Nimodipine is the best known and most widely used calcium channel blocker, which dilates vessels, especially leptomeningeal collaterals.

In severe cases, intra-arterial therapy can be beneficial. Intra-arterial delivery of a calcium channel blocker such as nimodipine or verapamil has replaced previously used drugs such as papaverine. They are administered by slow bolus injection into the relevant vascular territory via a standard diagnostic catheter, with careful monitoring of blood pressure. Treatment may need to be repeated daily for 3-5 days.
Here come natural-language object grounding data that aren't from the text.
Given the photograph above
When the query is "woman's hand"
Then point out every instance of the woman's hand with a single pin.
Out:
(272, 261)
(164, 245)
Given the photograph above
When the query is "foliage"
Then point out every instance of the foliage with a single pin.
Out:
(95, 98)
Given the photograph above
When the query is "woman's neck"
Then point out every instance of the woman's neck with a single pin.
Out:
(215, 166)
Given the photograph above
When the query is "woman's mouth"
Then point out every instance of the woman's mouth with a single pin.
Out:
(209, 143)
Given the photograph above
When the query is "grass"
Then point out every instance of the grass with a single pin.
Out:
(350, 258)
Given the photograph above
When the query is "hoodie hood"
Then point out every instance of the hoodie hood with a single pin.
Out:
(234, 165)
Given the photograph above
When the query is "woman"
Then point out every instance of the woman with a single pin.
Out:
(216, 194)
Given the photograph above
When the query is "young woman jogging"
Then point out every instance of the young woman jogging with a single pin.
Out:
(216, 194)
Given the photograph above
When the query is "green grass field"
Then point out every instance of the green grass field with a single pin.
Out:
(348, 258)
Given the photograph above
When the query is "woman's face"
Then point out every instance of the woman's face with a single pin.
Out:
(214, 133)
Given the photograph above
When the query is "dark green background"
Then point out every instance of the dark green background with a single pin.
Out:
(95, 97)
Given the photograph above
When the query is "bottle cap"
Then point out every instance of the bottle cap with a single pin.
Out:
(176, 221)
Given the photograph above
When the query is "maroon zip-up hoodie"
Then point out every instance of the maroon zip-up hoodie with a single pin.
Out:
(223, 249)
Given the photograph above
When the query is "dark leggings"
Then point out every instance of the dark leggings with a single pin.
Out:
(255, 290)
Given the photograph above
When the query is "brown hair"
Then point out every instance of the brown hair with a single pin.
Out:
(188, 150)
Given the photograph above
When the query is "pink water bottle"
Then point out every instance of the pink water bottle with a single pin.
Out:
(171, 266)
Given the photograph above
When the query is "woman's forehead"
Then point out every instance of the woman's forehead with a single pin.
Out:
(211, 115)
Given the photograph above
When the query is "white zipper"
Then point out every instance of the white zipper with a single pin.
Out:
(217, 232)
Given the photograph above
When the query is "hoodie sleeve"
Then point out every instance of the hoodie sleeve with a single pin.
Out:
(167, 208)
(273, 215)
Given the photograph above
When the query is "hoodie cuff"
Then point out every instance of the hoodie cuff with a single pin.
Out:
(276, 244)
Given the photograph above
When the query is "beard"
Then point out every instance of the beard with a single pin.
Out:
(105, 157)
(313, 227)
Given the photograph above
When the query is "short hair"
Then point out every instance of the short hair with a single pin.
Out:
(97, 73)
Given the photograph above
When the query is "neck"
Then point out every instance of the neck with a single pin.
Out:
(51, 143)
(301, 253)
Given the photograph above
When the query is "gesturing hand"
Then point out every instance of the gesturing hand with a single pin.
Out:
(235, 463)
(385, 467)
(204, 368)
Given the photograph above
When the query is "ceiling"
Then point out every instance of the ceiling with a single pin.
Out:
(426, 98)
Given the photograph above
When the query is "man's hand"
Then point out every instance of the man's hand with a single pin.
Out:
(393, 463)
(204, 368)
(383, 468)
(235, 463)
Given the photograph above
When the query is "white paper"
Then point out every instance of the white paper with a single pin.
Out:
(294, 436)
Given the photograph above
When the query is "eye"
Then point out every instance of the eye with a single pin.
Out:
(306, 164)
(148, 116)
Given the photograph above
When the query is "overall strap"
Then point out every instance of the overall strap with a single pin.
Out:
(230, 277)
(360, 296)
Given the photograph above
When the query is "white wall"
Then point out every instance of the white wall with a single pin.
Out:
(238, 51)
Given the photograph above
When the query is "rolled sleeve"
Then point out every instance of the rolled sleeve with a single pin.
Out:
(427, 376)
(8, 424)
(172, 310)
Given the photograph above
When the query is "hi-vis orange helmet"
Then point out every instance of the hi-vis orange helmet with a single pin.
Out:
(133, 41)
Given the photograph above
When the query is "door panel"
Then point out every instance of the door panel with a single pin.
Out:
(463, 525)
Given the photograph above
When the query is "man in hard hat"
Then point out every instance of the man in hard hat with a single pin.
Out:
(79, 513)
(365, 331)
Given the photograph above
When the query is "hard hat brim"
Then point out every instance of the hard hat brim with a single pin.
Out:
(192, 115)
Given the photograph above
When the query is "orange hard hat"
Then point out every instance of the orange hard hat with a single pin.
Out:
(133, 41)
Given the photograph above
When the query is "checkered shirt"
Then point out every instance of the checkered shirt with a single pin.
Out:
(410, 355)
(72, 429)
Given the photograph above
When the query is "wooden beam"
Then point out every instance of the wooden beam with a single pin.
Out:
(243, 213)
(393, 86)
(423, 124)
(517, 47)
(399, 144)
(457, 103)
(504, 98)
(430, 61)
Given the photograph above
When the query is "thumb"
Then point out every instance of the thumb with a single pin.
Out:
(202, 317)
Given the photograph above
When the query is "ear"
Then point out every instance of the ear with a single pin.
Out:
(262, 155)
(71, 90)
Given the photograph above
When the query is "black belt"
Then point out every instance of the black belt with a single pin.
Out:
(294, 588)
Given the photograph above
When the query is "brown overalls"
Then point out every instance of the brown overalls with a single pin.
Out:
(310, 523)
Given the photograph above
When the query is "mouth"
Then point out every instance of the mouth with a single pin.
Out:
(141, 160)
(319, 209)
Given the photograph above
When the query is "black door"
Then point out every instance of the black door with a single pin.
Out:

Balloon angioplasty is a more invasive neurointerventional technique requiring a guiding catheter and placement of an endovascular microballoon over a guidewire across the affected segment. Expanding the balloon disrupts the smooth muscle fibers within the vessel wall. There is a risk of vessel dissection or rupture. Once treated the spasm does not usually recur.

Other experimental treatments include:

  • intrathecal sodium nitroprusside

  • mechanical (surgical) evacuation of subarachnoid blood

  • intrathecal fibrinolytic

About half of the symptomatic patients will show severe permanent neurological deficits or die 1.